When showcasing a molecular mechanism or communicating complex simulations, molecular modelers often face a presentation challenge: keeping control of the narrative. Visualizations can flow too fast, or worse, become overwhelming to the audience without clear segmenting. While traditional media like PowerPoint allow you to present in discrete slides, molecular animations in SAMSON can do even better—with interactivity and real molecular data.
This is where the Stop animation effect in SAMSON comes in. If you’ve ever wished you could divide your animated presentations into clearly defined sections or ‘slides’, this built-in feature lets you do exactly that. In this post, we’ll explore how to use the Stop animation to bring structure to your scientific presentations and maintain audience engagement throughout.
Why use the Stop animation?
Think of the Stop animation not just as a pause, but as a deliberate cue for the audience: “Let’s focus on this step before moving forward.” This is invaluable when teaching, explaining a complex reaction step-by-step, or guiding viewers through a molecular docking sequence.
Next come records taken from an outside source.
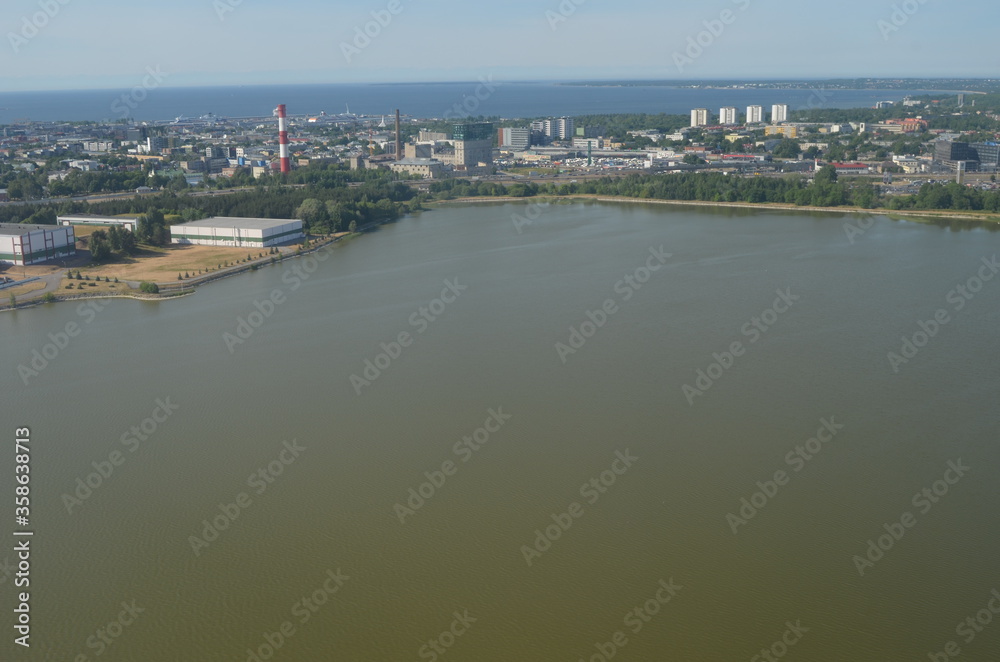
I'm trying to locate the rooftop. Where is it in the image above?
[175,216,302,230]
[0,223,64,237]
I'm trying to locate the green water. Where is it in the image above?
[0,204,1000,662]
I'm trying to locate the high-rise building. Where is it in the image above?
[544,117,576,140]
[452,122,494,171]
[691,108,708,127]
[498,127,531,149]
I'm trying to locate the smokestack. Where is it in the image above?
[278,104,292,174]
[396,108,403,161]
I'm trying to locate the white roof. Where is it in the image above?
[173,216,302,230]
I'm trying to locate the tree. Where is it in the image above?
[773,138,802,159]
[816,163,837,184]
[90,230,111,262]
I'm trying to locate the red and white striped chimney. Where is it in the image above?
[278,104,292,174]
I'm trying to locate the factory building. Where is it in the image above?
[56,214,139,232]
[170,217,305,248]
[0,223,76,266]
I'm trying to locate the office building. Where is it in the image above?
[691,108,708,127]
[497,127,531,150]
[56,214,139,232]
[170,217,305,248]
[0,223,76,266]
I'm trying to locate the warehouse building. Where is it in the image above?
[0,223,76,266]
[170,217,305,248]
[56,214,139,232]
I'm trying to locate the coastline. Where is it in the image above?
[434,193,1000,223]
[0,194,1000,313]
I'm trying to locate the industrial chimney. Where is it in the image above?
[396,108,403,161]
[277,104,292,174]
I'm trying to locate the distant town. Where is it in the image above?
[0,83,1000,306]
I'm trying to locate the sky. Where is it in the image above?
[0,0,1000,94]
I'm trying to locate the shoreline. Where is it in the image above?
[0,194,1000,313]
[434,193,1000,223]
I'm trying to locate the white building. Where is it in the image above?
[500,128,531,150]
[56,214,139,232]
[0,223,76,265]
[170,217,305,248]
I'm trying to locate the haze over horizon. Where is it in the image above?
[0,0,1000,93]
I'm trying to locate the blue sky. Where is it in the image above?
[0,0,1000,92]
Instead of manually stopping the playback at the right time, you automate it: the animation will stop at a specific keyframe, and resume only when the user presses Space or the Play button.
How to insert a Stop animation
In SAMSON’s Animator interface, follow these steps to insert a Stop animation keyframe:
- Navigate to the Animation panel.
- Double-click on the Stop animation effect from the list.
- The Stop keyframe is inserted at the current position of the animation timeline.
- You can move this keyframe later to adjust exactly when the pause should occur.
This means it’s easy to preview your animation quickly, find the right moment to pause, insert the Stop, and fine-tune it later. You can add multiple Stop effects throughout your animation to structure it into different segments.
Use case: scientific storytelling
Suppose you’re showing a conformational change in a large protein, or explaining the stepwise process of molecular dynamics sampling. Without breaks, your viewers might miss key transitions. With Stop animations, you can:
- Divide the animation into digestible units
- Give yourself or your audience time to explain at each stage
- Reuse the same presentation with different pacing depending on the audience (e.g. colleagues vs. students)
In combination with camera changes, labels, and other animation elements, Stop effects allow you to create a true molecular storyline, one frame at a time.
Integration with Pause animation
For temporary delays that resume automatically, consider using the Pause animation instead. However, if you want a full control point where the animation halts until instructed to continue, Stop is the better choice.